Oil prices managed to hold onto last week’s gains on speculation that OPEC may finally agree to cut production, helping to ease over-supply in the market.
Brent crude futures LCOc1, the global benchmark, were unchanged at $33.36 a barrel at 1718 GMT. US futures CLc1 traded at $29.67 a barrel, up 23 cents on Friday’s close.
“Some traders still think about the chances of an OPEC plus Russia (production) cut and close their short positions,” said Frank Klumpp, oil analyst at Stuttgart-based Landesbank Baden-Wuerttemberg.
In an interview with Reuters, Nigeria’s oil minister said OPEC’s member nations were reaching a growing consensus that action must be taken.
Non-OPEC member Russia said on Monday it was in talks on coordinated output cuts with individual OPEC members, mainly Venezuela.
The United Arab Emirates’ energy minister said OPEC was willing to cooperate on an output cut, the Wall Street Journal reported last week.
“The fact that the market has reacted so strongly certainly indicates that these comments are being taken seriously,” analysts at Frankfurt-based Commerzbank wrote.
The International Energy Agency is still skeptical OPEC will cut a deal with other producers to reign in ballooning output.
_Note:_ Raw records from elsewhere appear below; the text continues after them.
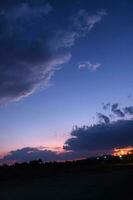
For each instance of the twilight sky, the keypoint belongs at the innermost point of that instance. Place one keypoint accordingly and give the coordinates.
(65, 63)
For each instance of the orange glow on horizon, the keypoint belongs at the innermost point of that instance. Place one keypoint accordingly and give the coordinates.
(123, 151)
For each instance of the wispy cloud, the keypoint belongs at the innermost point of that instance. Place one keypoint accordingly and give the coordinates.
(88, 65)
(31, 51)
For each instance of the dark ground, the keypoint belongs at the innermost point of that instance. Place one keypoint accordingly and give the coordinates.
(75, 183)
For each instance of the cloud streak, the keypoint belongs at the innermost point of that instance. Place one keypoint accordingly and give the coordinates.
(32, 48)
(101, 136)
(88, 65)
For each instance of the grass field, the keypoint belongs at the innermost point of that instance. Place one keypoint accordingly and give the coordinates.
(72, 185)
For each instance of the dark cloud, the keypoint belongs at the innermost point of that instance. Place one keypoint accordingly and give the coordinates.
(103, 118)
(129, 110)
(101, 136)
(115, 109)
(32, 46)
(105, 106)
(28, 153)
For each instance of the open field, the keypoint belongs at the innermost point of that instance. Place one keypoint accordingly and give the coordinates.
(75, 184)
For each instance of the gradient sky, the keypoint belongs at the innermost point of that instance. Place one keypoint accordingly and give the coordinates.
(95, 66)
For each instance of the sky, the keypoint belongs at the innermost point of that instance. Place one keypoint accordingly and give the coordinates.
(65, 64)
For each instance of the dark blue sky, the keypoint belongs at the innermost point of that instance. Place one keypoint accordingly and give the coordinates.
(59, 61)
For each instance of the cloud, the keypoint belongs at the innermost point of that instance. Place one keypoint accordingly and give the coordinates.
(89, 65)
(103, 118)
(101, 136)
(27, 154)
(117, 111)
(105, 106)
(84, 22)
(129, 110)
(32, 47)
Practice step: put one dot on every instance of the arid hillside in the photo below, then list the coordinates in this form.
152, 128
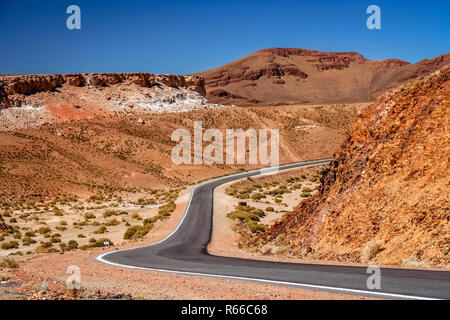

“We continue to believe that if prices were to be artificially supported with production cuts it would only give more expensive forms of production more room to breathe and would only solve the problem in the short term,” Phillip Futures said in a note.
While a cut could occur, Iran just ramped up its production to 1.3 million barrels per day. The country is hoping to increase that output to 1.5 million barrels by March 20.